Alle C2000-masten worden voorzien van extra apparatuur. Deze
apparatuur (de Auto Tune Combiner) maakt het mogelijk om vanuit het
netwerkcentrum te Driebergen frequentieaanpassingen binnen enkele
minuten aan meerdere opstelpunten tegelijkertijd uit te voeren. De
invoering van ATC is dan ook een randvoorwaarde om een eventuele
herverdeling van capaciteit over de opstelpunten te kunnen doorvoeren.
De aanbesteding is in 2008 gestart. Eind 2010 zijn alle masten
technisch aangepast, zodat in het eerste kwartaal 2011 dit
operationeel zal zijn.
Project Renatus
C2000 is inmiddels een aantal jaren in gebruik. Grote technische
systemen behoeven bij regelmaat forse technische upgrades. Dit geldt
ook voor C2000. Zo is in 2008 gestart met een eerste grote upgrade.
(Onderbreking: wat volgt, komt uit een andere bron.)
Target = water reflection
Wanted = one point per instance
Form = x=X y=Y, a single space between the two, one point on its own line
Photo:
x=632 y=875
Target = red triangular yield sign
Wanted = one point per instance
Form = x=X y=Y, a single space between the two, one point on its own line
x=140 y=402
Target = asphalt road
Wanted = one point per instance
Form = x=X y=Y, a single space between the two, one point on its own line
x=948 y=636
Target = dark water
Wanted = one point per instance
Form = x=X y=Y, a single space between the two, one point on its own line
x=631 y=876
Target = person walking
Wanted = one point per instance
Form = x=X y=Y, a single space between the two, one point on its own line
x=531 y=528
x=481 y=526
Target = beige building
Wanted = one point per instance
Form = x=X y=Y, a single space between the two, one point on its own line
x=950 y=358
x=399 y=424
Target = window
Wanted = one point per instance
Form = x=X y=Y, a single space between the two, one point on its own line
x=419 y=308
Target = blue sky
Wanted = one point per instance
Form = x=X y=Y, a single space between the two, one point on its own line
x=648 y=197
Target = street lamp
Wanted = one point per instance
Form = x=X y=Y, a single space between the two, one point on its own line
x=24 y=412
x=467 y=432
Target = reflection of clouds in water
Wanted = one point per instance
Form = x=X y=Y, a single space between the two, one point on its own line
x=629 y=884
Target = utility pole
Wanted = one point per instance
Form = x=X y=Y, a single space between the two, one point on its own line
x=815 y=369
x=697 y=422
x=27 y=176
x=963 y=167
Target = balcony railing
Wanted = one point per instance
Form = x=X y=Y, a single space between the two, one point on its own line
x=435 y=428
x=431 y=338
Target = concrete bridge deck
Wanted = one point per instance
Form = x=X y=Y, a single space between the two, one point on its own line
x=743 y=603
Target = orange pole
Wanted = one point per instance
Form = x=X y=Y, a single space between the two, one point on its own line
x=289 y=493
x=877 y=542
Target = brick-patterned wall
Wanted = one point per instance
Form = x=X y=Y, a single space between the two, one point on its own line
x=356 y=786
Deze upgrade van C2000 wordt door de vtsPN in samenwerking met de
regio's uitgevoerd en staat bekend onder de naam project Renatus en
zal eind 2010 zijn afgerond. Hiermee is een bedrag van ca. EUR 20 mln
gemoeid. Om gebruikers zo min mogelijk te belasten zal de upgrade
clustergewijs worden uitgevoerd in overleg met de regio's. Na
afronding van het project Renatus zal de flexibiliteit, robuustheid en
beveiliging van het C2000-netwerk zijn geoptimaliseerd en in
overeenstemming zijn met het releasebeleid van de leverancier
(Motorola). Ook wordt het mogelijk nieuwe functionaliteiten aan te
bieden.
Project location information controlling system (LICS)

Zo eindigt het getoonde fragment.